This one has historic roots as a pilgrim’s path from Winchester, in Hampshire, to the shrine of Thomas Becket at Cantebury, in Kent. The 153-mile journey is a twelve-day affair that will require planning, overnight stays and, or camping, and provide beautiful rolling meadows, farmers fields, woodlands and a section of the White Cliffs of Dover. The route is fairly easy terrain-wise but does have some steeper sections particularly the slope of the North Downs.
One for the real ale lovers, this route is supported by #AlesOfTheTrail. For every beer you drink that is affiliated with the scheme, a portion of its cost is donated to the National Trust. The extra funding is then put toward preserving and renovating the trail. Drink beer, help nature. You can download the beer map at: https://www.nationaltrail.co.uk/north-downs-way/ales-trail
This hiking classic is a Lakeland ridge walk in the heart of the Lake District. There are several routes for varying levels of experience, for the beginner the grassy ridge of Scales Fell is recommended – requiring minimum scrambling and crossing the mossy Mungriddale Common and descending over the Bannerdale Crags into the beautiful Glenderamckin river valley. For a real challenge and the more experienced hikers, ascend via Hall’s Fell.
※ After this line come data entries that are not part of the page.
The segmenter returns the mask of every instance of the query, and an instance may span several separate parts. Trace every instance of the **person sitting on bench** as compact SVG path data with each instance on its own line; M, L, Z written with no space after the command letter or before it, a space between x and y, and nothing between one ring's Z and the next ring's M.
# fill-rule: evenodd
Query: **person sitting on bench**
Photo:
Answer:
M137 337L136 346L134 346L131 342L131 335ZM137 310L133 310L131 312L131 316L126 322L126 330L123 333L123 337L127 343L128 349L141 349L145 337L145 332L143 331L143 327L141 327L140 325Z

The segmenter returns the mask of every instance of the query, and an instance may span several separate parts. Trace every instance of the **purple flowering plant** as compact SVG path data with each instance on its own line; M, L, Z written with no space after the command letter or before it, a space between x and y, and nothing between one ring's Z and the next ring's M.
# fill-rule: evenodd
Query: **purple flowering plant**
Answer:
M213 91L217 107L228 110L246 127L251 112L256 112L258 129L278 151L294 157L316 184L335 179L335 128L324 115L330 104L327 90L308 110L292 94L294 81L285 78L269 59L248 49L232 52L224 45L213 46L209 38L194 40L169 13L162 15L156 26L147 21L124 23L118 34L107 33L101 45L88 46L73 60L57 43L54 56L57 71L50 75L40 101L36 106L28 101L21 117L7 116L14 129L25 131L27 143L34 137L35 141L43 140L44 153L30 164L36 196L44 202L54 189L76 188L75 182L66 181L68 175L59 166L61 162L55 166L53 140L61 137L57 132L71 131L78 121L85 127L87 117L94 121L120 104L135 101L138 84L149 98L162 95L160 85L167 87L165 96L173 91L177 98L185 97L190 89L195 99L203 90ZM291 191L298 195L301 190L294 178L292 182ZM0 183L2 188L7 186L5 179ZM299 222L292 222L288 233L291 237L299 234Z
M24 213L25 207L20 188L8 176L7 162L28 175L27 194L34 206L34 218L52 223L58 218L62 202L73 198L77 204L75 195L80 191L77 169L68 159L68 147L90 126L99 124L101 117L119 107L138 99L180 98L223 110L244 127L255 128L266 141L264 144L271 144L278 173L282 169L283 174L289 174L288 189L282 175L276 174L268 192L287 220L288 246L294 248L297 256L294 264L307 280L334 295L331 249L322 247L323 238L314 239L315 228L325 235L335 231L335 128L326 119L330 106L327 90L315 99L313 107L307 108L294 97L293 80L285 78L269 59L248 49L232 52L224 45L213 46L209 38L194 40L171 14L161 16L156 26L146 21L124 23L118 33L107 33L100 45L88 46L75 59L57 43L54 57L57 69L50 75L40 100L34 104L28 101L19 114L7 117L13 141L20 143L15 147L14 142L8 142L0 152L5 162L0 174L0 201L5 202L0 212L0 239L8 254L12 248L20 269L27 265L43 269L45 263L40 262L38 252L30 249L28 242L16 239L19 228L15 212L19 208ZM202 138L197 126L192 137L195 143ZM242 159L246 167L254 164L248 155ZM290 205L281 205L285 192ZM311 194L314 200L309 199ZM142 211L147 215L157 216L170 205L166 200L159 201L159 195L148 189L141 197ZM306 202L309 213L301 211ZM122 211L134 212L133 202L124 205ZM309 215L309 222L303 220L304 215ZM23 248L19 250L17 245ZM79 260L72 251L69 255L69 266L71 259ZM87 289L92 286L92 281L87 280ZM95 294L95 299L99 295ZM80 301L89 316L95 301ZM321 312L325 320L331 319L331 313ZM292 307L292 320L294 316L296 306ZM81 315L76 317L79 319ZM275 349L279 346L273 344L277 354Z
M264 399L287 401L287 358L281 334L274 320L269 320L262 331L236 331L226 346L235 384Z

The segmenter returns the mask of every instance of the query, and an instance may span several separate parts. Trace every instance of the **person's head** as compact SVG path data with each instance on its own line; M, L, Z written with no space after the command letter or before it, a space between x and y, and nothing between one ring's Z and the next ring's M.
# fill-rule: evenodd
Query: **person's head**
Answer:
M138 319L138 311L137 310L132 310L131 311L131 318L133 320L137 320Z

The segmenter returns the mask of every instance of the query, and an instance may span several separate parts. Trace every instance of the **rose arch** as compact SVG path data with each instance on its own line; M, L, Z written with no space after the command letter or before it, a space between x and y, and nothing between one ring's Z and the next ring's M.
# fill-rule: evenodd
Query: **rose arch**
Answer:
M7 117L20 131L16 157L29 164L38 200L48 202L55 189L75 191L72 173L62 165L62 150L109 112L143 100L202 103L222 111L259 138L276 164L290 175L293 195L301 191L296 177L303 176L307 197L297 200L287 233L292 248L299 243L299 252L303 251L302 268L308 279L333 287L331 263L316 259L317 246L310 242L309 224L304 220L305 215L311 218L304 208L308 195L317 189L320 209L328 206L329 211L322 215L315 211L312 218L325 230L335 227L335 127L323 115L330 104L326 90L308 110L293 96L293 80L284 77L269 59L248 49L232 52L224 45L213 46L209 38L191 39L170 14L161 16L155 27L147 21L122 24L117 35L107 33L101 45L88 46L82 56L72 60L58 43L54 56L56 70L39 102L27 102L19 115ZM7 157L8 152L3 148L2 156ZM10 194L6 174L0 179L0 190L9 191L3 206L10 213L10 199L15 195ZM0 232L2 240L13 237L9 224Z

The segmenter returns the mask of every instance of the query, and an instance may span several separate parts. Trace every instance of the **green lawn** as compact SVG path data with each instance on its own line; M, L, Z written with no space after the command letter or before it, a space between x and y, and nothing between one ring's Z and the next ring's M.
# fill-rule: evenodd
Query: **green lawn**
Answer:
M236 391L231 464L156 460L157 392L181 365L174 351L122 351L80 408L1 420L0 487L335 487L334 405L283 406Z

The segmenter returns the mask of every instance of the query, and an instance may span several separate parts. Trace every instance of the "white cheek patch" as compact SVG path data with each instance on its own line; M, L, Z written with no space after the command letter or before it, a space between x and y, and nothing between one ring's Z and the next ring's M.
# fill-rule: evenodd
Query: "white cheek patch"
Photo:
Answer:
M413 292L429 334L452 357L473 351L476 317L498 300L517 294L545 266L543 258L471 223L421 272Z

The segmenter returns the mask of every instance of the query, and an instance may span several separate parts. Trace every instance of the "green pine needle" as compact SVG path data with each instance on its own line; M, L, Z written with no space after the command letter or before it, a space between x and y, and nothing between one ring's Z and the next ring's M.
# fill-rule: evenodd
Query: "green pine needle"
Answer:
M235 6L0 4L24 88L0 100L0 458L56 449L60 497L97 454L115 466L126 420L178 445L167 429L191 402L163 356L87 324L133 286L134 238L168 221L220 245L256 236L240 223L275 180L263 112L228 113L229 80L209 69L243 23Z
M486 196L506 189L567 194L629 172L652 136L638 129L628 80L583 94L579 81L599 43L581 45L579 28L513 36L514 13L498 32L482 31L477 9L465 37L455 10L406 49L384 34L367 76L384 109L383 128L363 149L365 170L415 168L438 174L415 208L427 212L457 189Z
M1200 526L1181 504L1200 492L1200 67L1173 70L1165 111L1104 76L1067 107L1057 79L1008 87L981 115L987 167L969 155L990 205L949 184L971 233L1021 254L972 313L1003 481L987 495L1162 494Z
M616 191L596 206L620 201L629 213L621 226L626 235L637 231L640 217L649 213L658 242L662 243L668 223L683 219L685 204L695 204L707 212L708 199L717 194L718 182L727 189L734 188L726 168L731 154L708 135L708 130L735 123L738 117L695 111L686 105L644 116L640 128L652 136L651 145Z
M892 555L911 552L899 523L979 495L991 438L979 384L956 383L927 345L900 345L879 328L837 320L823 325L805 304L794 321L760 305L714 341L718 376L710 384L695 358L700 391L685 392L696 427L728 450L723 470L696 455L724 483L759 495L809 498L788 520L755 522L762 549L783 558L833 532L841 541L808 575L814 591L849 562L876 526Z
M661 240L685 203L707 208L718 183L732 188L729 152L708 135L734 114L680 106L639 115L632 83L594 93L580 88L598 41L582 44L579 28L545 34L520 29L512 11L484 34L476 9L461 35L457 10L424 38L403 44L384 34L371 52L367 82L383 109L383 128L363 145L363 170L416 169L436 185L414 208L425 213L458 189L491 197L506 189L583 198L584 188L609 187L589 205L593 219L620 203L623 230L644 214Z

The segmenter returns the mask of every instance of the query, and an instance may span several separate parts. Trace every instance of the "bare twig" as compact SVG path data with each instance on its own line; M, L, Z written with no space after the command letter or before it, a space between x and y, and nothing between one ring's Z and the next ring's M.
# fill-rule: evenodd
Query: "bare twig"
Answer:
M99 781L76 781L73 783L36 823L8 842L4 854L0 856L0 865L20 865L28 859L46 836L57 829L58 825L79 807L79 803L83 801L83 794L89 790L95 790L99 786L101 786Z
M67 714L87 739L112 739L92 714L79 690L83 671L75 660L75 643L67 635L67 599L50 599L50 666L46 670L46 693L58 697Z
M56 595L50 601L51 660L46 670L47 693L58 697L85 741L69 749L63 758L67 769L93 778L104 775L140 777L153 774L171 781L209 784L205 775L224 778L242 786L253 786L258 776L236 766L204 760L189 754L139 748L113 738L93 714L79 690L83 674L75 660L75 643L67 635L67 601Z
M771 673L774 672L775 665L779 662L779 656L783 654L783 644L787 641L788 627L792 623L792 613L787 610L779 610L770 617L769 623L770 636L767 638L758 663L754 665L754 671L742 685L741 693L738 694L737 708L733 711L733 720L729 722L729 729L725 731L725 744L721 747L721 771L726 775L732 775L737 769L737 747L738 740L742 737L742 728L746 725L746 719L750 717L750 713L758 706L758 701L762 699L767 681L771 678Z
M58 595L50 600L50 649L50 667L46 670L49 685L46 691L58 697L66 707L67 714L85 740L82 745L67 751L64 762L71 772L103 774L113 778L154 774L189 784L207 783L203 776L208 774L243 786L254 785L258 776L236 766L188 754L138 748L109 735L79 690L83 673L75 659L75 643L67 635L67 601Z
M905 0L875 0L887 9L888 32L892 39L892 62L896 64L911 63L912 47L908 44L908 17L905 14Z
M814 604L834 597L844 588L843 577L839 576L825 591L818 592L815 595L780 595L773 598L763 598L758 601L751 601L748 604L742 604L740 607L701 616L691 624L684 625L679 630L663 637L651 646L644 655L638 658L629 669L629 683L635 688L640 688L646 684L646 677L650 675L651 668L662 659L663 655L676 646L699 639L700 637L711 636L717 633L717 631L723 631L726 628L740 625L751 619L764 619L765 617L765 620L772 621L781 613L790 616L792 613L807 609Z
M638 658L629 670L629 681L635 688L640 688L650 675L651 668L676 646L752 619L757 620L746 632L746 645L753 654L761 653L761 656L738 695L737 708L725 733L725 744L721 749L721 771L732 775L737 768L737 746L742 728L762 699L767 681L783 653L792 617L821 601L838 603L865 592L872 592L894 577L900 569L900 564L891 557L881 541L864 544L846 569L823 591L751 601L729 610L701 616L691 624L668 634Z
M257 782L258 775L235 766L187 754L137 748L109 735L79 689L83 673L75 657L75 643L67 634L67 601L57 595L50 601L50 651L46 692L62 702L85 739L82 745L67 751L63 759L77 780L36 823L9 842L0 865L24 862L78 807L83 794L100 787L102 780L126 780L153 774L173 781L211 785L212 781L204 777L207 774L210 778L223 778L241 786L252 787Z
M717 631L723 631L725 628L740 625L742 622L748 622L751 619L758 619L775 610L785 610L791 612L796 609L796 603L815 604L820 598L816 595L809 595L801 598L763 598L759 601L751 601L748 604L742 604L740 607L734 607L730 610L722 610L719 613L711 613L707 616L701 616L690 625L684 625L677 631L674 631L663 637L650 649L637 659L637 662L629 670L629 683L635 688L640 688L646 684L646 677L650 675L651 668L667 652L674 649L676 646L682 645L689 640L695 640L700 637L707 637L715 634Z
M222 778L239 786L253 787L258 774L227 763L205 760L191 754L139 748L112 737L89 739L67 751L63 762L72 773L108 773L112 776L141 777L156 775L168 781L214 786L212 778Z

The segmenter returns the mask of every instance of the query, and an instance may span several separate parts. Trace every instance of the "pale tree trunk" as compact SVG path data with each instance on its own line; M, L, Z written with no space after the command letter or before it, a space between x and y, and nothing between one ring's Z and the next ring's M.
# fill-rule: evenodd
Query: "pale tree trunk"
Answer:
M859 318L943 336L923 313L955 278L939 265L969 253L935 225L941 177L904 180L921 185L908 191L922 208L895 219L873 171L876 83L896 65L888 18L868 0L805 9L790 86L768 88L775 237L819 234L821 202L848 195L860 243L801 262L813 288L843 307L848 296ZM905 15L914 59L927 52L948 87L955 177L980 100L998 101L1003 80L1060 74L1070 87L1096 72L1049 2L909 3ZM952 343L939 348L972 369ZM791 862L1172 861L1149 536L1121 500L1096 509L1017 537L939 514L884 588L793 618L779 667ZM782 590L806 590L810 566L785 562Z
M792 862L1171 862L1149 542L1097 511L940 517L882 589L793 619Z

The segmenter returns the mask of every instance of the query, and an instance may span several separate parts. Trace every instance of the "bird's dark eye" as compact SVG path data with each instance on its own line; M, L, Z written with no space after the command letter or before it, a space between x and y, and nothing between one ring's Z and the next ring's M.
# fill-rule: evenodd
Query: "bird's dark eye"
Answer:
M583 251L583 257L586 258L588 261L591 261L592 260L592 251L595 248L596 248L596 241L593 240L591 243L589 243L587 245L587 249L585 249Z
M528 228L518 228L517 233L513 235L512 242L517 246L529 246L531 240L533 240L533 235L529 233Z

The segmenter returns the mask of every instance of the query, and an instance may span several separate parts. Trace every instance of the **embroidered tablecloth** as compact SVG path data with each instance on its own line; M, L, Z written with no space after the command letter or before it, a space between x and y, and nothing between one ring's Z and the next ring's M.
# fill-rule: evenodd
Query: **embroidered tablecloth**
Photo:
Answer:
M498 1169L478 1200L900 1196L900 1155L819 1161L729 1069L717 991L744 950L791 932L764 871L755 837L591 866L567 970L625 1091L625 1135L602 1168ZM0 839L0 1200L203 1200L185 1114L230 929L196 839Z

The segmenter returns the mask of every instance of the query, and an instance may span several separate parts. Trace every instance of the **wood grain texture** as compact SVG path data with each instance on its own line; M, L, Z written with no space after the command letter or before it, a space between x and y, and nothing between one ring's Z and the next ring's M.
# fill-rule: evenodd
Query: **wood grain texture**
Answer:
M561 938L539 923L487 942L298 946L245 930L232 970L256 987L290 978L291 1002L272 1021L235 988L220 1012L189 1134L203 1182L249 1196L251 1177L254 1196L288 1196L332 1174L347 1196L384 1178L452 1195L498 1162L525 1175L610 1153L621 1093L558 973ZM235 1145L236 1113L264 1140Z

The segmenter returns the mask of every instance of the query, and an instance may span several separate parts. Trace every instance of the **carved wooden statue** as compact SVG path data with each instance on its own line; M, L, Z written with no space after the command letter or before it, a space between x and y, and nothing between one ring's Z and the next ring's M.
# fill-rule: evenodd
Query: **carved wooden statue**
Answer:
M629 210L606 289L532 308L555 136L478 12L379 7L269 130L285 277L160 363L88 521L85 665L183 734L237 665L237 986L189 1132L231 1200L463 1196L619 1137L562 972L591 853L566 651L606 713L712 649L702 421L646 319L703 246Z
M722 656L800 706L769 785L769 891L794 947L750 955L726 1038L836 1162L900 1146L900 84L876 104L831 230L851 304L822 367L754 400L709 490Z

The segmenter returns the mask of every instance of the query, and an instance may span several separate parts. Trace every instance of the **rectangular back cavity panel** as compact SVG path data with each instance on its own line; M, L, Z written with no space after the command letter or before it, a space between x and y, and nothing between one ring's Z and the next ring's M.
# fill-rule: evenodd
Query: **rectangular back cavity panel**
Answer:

This is not recommended in bad weather or low visibility (fog) because of the tricky navigation along the way. People have fallen and died here, so really don’t tackle this until ready and even then with guidance and meticulous planning. Despite the risk, it has been described as the finest route to any mountain top in the district. One onto the ridge you will scramble along its knife edge ridge – again, something that should be built up to. This high-level route will provide adrenaline and adventure aplenty.
This is another long-distance hike, with 100 miles of incredible sloping greenery, hedgerow and fields with views reaching far across the Cotswold ridge. You will also find yourself trailing through idyllic villages full of sleepy ale houses and delicious hot meals, perfect after a long walk. If you are going to tackle the full 100 miles, then its advisable to book B&Bs in advance, or plan your camping stop offs. You can also select shorter portions of the Way for weekend or day trips – there is always lots going on along the route, from walking festivals to year-round museums and lovely farmer’s markets. Get planning today.
This Welsh wonderland will treat you to moorland, sweeping meadows, woodland and forests in the mid-Welsh region. Another heavy hitter, the 135 mile trek starts off at Knighton and ends at Welshpool, though of course, you can split up smaller hikes across the route. One of our favourites include Llandgadfan to Llandwddyn (yeah, try and say that). This shorter hike will take you through a pristine forest walk, past the majestic Lake Vyrnwy and through to its Dam. Here, you’ll find an array of lovely ale and grub spots!
Keeping in line with our majority long-routers, this absolutely magnificent hike through Scotland is a 96-mile challenge beginning in Milngavie north of Glasgow and ending at Fort William. The route is also the home to the West Highland Way Race, an ultramarathon which runs the whole stretch! Whether you are hiking or running (good luck), you will be treated to the sheer beauty of the Scottish Highlands. You will pass the awe-inspiring tranquillity of Loch Lomond, the vast Rannoch Moor and then through sloping hills to Loch Leven before reaching Fort William through Glen Nevis. A truly glorious introduction to hiking Scotland.